Do You Have A Food Sensitivity

One of the things that can hold us back big time is a food sensitivity. Most of us simply weren’t designed to be consuming some of the regular items in our diet on such a consistent basis. There are different ways that you can test to see if you may have a food sensitivity or intolerance – there are also tests you can have done by your doctor, like an ALCAT test. These tests can be useful for some people but they often don’t catch things that do trigger inflammation, insulin issues, or symptoms like mood swings and brain fog. Just because you don’t have an official medically-proclaimed food sensitivity does not mean that you’re body is not being adversely affected.

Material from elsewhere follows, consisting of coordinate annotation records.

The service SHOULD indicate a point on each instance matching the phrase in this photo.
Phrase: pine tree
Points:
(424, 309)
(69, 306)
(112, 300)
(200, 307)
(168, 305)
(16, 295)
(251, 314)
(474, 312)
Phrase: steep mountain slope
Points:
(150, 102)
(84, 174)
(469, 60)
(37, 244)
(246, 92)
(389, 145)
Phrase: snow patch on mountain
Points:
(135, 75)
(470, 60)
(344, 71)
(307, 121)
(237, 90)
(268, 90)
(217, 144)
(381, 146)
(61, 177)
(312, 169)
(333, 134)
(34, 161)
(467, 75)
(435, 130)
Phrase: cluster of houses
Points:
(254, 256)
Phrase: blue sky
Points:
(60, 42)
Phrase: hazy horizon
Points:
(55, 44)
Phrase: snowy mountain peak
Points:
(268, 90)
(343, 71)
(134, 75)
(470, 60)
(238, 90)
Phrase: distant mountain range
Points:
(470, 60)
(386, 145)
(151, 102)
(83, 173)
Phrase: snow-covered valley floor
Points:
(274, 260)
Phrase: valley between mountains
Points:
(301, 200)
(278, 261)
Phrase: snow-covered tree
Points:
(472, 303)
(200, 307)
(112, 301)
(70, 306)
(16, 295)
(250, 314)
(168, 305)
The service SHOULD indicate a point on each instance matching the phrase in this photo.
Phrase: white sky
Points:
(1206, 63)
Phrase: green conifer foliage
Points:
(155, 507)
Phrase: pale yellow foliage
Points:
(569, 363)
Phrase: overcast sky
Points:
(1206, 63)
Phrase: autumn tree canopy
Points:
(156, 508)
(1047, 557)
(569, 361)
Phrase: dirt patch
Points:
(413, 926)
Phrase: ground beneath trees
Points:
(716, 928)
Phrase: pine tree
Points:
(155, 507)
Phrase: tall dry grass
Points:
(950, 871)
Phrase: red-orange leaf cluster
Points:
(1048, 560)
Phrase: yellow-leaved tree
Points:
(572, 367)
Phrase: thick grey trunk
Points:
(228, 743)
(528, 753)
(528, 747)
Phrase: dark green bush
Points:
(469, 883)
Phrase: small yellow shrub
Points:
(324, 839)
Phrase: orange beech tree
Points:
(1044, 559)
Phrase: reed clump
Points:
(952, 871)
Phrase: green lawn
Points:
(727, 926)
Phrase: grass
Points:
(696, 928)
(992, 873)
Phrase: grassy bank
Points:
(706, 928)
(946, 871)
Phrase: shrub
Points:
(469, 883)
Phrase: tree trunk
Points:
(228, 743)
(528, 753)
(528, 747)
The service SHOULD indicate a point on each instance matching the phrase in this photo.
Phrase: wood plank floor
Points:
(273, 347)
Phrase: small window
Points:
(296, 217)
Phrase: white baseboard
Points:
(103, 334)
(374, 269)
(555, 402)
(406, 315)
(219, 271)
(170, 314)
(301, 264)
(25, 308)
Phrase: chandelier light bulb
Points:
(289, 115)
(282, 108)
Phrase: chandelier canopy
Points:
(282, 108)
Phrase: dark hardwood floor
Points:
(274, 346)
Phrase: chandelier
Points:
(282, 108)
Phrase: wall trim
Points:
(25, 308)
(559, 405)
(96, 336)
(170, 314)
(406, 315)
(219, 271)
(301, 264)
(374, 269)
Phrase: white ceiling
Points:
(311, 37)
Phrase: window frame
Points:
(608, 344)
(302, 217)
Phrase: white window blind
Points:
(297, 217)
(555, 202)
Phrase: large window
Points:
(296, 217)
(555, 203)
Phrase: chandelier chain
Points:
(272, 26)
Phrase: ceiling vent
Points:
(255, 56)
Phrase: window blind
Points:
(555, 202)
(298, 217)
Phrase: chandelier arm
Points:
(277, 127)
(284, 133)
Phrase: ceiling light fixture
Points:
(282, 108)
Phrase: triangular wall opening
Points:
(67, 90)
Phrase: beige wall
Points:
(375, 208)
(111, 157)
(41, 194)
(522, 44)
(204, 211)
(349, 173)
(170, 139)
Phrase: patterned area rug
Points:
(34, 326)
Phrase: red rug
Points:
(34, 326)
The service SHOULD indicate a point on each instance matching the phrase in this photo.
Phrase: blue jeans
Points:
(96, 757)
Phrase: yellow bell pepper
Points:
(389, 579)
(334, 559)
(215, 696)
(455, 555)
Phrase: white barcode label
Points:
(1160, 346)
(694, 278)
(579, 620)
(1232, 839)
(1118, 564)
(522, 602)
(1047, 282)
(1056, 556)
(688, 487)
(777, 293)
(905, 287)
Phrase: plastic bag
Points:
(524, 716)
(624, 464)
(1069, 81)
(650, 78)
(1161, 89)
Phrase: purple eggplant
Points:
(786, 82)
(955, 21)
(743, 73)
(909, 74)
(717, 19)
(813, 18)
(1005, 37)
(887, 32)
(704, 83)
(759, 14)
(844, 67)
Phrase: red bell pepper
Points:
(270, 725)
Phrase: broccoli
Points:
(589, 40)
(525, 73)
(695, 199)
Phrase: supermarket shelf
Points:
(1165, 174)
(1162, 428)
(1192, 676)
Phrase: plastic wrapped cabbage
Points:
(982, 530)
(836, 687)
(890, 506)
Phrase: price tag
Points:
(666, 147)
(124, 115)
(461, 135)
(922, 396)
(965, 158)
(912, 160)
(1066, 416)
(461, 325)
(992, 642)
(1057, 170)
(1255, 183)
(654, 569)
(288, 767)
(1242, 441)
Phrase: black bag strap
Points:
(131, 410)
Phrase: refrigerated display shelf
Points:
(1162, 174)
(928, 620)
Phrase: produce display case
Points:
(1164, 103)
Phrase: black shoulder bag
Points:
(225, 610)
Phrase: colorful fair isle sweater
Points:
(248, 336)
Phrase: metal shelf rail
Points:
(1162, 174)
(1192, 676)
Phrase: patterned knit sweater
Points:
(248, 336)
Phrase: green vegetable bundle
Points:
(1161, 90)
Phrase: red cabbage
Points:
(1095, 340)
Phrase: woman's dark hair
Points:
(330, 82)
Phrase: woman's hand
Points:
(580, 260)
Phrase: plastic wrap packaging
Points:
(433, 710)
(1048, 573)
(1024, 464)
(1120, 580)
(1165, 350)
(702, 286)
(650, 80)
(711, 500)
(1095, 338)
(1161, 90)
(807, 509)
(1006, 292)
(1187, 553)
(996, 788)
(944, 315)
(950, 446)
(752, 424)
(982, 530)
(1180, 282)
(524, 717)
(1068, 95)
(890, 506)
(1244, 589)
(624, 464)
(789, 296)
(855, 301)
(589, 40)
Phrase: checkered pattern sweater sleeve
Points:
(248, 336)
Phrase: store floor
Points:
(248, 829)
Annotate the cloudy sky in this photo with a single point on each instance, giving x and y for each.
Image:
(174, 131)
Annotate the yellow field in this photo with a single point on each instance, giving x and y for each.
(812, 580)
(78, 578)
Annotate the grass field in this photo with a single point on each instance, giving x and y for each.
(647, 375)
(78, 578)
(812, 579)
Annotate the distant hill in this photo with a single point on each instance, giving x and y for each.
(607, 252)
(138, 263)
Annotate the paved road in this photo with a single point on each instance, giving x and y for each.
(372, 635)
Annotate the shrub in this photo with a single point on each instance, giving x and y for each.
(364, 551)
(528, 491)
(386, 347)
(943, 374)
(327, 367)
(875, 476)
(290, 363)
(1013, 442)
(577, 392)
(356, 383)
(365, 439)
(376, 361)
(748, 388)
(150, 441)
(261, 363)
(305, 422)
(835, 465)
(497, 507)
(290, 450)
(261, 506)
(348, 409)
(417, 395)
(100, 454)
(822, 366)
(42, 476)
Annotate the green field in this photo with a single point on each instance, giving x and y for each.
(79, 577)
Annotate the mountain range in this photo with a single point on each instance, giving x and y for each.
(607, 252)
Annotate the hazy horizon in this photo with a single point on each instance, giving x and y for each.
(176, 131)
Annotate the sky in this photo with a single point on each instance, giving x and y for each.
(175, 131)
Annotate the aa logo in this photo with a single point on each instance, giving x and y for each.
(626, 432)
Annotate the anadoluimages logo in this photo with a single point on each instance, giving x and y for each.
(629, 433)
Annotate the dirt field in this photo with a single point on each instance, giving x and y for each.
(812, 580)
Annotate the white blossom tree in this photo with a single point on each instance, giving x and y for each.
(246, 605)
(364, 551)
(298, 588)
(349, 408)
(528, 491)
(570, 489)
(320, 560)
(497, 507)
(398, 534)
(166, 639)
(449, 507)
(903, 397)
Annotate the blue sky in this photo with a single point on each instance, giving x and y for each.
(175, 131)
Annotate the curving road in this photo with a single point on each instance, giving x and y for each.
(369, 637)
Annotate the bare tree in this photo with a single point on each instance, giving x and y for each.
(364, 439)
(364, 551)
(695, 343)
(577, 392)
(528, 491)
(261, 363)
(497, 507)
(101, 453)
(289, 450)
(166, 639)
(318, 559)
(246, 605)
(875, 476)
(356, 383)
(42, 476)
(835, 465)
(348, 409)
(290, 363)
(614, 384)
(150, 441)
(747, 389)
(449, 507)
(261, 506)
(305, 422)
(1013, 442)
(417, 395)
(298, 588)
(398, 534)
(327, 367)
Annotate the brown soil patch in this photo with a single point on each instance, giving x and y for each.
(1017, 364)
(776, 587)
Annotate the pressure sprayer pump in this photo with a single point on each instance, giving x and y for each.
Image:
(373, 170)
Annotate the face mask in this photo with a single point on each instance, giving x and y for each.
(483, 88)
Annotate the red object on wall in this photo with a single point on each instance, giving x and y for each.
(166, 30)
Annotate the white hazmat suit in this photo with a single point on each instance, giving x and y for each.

So easiest thing to do? Go by how you feel.

I have most of my clients work though a food sensitivity protocol to see if they have any triggers that they may not be aware of. I have them remove a number of different food items for at least one week (ideally two!) and note how they feel. Then I have them add them back in one by one in a specific order and have them note if anything changes.
The best part is, opposed to traditional ALCAT testing, this gives you a chance to FEEL the difference. When you know how good you feel off of a trigger item, or that annoying symptoms completely resolve when you don’t consume that thing, it makes it a lot easier to stay off of it or limit its role in your life. I have friends who just don’t do dairy anymore because they know that a bit of butter in something causes eczema outbreaks and its simply not worth it. Personally, I’ve been able to pinpoint gluten as the culprit of digestive issues – and if I have a lot of it regularly, it shows up in my skin too. I’m non-celiac, have never tested positive on a medical gluten sensitivity test, but it makes a big difference in my life.

Simple Testing Method

For simplicity’s sake, I recommend removing sugar, gluten, dairy, soy, corn and caffeine for at least one week. These six food compounds have the greatest impact on our blood sugar levels and mood, so removing them can help  you reduce your cravings so that you can eat in a way that serves your body.

After noticing how you feel once you’ve been off them, add them in one at a time. For example, add in sugar, two days later add back in gluten, two days later add in dairy… and so on and so forth. You can also experiment with quality. For instance, does raw honey make you feel the same way as straight up white sugar? Does gluten in bakery-fresh bread bother you as much as a processed snack?

Remember, this is all about how YOU FEEL. Maybe you don’t have a sensitivity that triggers inflammation, but you are adversely affected by some of these foods. Maybe you find that your energy levels or sleep quality improves when you don’t consume certain items. This is all you need to know to keep some items out of your diet on the regular so that you can feel your best!